Thursday, May 25, 2000

Let it be known that I must not be counted among those who would assail Bill for the content of his bloggings. His prose is exactly the stuff that makes me want to keep sucking air day after day. It is high time that others step forth to bear the mantle of superior wordsmithery. If Mr. Cameron should bemoan the state of his existence whilst waxing so beautifully poetic, I, for one, shall not take issue.
Been quite a while since I have posted, so I better get on the stick or Huffman's gonna start whining again. The coolest thing going on right now is my impending trip to the Garden of the Gods in southern Illinois with Mr. Springer. We're gonna take advantage of the long weekend and get away for a spell. I haven't ever been there, but it looks like it should be a good trip. Had a job interview at Fairview Elementary the other day. Kindo' strange in that they seem interested in me, but hardly asked me any questions. I probably spoke for only 15-20% of the interview, which for me is quite succinct. I think the combination of a Y chromosome and a Special Ed. license pretty much do the trick, which I can't say makes me feel that great. I would like to believe that people want to hire me because of my work and my record. Go figure. What is Liz gonna do if the Pacers and the Blazers go head to head in the finals? I am probably getting ahead of myself. I wish our cats weren't such good bird hunters, except when they kill the Starlings.
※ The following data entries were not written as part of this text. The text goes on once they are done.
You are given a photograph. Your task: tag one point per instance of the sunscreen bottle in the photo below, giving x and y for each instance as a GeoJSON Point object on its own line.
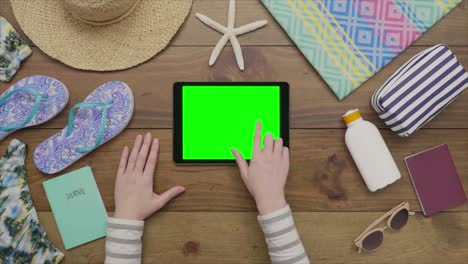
{"type": "Point", "coordinates": [369, 152]}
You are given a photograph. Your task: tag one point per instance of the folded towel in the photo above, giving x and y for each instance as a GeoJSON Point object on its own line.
{"type": "Point", "coordinates": [420, 90]}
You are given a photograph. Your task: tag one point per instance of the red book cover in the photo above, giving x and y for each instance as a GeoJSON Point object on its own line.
{"type": "Point", "coordinates": [435, 180]}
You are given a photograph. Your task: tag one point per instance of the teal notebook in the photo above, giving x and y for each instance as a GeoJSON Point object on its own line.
{"type": "Point", "coordinates": [77, 207]}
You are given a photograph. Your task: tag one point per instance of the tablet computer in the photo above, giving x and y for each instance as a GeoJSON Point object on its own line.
{"type": "Point", "coordinates": [210, 119]}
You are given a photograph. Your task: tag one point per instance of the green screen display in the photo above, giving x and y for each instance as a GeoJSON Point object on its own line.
{"type": "Point", "coordinates": [216, 119]}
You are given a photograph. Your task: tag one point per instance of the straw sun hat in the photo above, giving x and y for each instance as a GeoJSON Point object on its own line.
{"type": "Point", "coordinates": [101, 35]}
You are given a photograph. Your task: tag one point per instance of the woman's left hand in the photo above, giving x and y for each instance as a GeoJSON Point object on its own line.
{"type": "Point", "coordinates": [134, 196]}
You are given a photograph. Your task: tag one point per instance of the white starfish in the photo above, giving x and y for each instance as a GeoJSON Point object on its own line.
{"type": "Point", "coordinates": [230, 33]}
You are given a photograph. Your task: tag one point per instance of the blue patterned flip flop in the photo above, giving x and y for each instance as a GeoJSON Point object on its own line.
{"type": "Point", "coordinates": [31, 101]}
{"type": "Point", "coordinates": [100, 117]}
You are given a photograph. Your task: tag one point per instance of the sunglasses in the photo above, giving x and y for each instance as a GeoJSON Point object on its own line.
{"type": "Point", "coordinates": [372, 238]}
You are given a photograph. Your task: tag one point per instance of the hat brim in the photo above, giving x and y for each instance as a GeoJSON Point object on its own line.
{"type": "Point", "coordinates": [122, 45]}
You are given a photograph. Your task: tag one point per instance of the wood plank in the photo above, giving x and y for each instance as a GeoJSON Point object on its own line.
{"type": "Point", "coordinates": [327, 238]}
{"type": "Point", "coordinates": [313, 105]}
{"type": "Point", "coordinates": [195, 33]}
{"type": "Point", "coordinates": [322, 178]}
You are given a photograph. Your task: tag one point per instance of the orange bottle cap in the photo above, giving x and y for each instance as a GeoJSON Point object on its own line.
{"type": "Point", "coordinates": [351, 116]}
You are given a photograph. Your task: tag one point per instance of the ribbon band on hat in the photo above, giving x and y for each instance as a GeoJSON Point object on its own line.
{"type": "Point", "coordinates": [101, 35]}
{"type": "Point", "coordinates": [111, 21]}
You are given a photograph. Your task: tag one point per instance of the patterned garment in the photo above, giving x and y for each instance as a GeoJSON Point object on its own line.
{"type": "Point", "coordinates": [13, 50]}
{"type": "Point", "coordinates": [348, 41]}
{"type": "Point", "coordinates": [22, 238]}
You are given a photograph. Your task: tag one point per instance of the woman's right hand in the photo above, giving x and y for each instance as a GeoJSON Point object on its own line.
{"type": "Point", "coordinates": [266, 175]}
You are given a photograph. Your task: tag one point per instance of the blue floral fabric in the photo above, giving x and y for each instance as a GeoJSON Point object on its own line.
{"type": "Point", "coordinates": [22, 238]}
{"type": "Point", "coordinates": [13, 50]}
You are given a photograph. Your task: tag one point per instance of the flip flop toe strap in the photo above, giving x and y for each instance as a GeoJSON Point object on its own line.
{"type": "Point", "coordinates": [34, 109]}
{"type": "Point", "coordinates": [105, 107]}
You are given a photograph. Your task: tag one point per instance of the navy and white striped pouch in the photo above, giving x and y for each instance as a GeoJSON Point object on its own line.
{"type": "Point", "coordinates": [420, 90]}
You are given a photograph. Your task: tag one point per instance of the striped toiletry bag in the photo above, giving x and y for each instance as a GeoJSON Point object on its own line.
{"type": "Point", "coordinates": [420, 90]}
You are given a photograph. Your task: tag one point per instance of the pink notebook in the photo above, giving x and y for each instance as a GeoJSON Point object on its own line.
{"type": "Point", "coordinates": [435, 180]}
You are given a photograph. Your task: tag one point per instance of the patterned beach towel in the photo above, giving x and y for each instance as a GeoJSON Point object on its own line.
{"type": "Point", "coordinates": [348, 41]}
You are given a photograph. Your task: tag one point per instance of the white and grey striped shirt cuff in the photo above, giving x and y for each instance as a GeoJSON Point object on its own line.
{"type": "Point", "coordinates": [123, 242]}
{"type": "Point", "coordinates": [284, 243]}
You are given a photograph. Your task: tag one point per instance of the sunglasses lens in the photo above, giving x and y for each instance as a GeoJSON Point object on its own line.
{"type": "Point", "coordinates": [399, 220]}
{"type": "Point", "coordinates": [372, 241]}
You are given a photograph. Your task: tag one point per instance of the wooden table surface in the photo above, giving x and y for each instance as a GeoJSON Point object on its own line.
{"type": "Point", "coordinates": [215, 220]}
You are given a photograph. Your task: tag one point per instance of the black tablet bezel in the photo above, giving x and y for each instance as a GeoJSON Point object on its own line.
{"type": "Point", "coordinates": [177, 117]}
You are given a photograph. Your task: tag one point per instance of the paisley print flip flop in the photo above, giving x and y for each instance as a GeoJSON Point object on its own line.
{"type": "Point", "coordinates": [31, 101]}
{"type": "Point", "coordinates": [99, 118]}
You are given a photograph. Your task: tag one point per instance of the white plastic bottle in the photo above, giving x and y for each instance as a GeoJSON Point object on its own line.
{"type": "Point", "coordinates": [369, 152]}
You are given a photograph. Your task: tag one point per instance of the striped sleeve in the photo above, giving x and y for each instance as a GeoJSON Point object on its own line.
{"type": "Point", "coordinates": [123, 242]}
{"type": "Point", "coordinates": [284, 243]}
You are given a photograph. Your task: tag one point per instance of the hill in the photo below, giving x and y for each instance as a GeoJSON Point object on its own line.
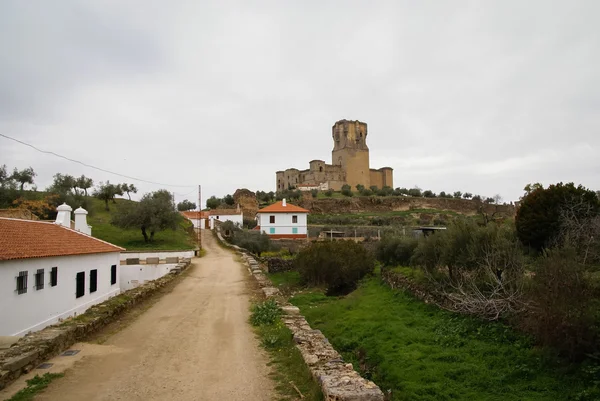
{"type": "Point", "coordinates": [131, 239]}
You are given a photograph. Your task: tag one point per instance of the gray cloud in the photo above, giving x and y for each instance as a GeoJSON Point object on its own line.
{"type": "Point", "coordinates": [473, 96]}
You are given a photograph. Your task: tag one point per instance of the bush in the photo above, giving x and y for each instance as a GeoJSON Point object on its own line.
{"type": "Point", "coordinates": [393, 251]}
{"type": "Point", "coordinates": [336, 265]}
{"type": "Point", "coordinates": [563, 303]}
{"type": "Point", "coordinates": [265, 313]}
{"type": "Point", "coordinates": [538, 217]}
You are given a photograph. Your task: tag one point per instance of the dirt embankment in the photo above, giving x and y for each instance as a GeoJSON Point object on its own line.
{"type": "Point", "coordinates": [381, 204]}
How about this: Smokers need to recognize that cigarette butts are as much litter as a Taco John's wrapper or the shrink-wrap on a new cd. I don't know why smokers think its ok to throw their butts everywhere. I drive down the road and see them throw their butts out the window of their cars. Some actually puts their butts in the car ashtray, only to dump the entire tray out in a parking lot! But worst of all are the bastards who come to my house, drink my beer, eat my food, and dance to music on my stereo, and then leave their stinky ass butts on my porch, in my flower beds, in my yard, and in my garden. I picked up over 30 butts around my house after the party. Absolutely disgusting.

Ok. I am sorry. That came out worse than it should have, but I just don't understand. I was quite a smoker in my day, and I was diligent to the point of exhaustion in making sure that I didn't leave my smoking refuse for others to deal with.